There are no laws against re-selling debt. It has been a common practice for more than a decade. But there is a stigma attached to the debt-buying industry; the image of scruffy ne’er-do-wells congregating in the alley behind a dingy bar, trading folders of portfolios for pennies at a time. Perhaps the CFPB is attempting to fight against that image by prohibiting more and more companies from re-selling transactions. But there are hundreds of legitimate transactions that are funded every day in this industry. But, if the CFPB continues to have its way, for how much longer is that going to continue?
Jan Stieger, the executive director of DBA International, said in a phone interview today that the association will continue its efforts to meet with regulators and legislators to keep debt-sale restrictions from rules or bills that are being considered. But if the CFPB continues to perform an end-around and putting limits on what companies can do in their settlement agreements, there might not be a need for a rule or law to go into effect for the debt-buying industry to dry up. There is precedent for the CFPB using its powers to essentially create legislation without the burdensome process of actually making rules or enacting legislation.
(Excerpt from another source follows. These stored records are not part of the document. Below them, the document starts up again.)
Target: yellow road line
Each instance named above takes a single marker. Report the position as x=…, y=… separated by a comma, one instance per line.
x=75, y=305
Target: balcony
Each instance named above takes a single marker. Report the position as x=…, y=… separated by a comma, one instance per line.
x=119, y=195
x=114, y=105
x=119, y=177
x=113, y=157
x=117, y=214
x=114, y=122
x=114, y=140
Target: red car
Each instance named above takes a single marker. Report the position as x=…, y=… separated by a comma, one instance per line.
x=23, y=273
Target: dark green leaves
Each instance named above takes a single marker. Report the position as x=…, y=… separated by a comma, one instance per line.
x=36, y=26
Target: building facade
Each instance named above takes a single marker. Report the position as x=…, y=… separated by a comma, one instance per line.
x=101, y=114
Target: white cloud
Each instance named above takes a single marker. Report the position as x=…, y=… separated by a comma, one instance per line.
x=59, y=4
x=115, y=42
When the CFPB was created, car dealers, in what can only be described as a huge victory, managed to make sure they would not be subject to the CFPB’s regulatory authority. But, over the last couple of years, the CFPB has taken a number of steps that have had a tremendous impact on how car dealers operate. For example, the CFPB has gone after auto lenders for the discretionary pricing authority that dealers were given to mark up the interest rates on auto loans. Now, lenders have replaced that discretion with caps that restrict how much dealers can mark up interest rates.
How can the industry convince the CFPB that there it serves a legitimate purpose? Has the CFPB already made up its mind? Should the CFPB now stand for Curbing Funding of Portfolio Buying?
The CFPB was well within its rights to go after Chase, Encore, and PRA for what they did. There is a federal law that sets forth what can and can not be done when it comes to collecting debts and that law has to be followed. But there is nothing in that law, or any federal law, regarding the sale of debt portfolios from one entity to another. PRA is never known to have sold a portfolio and sources said that Encore stopped selling years ago; both companies are solely buyers. So why, then, tell either company that they can’t sell anymore? The only logical conclusion is to prove a symbolic point.
The CFPB is working on a rule that will further regulate the collections industry. Judging by the actions of the agency, it’s safe to assume that the rule, when finally issued, will include some language relative to the buying and selling of debt.
Is it time for the industry to get its affairs in order? Or is there something that can be done?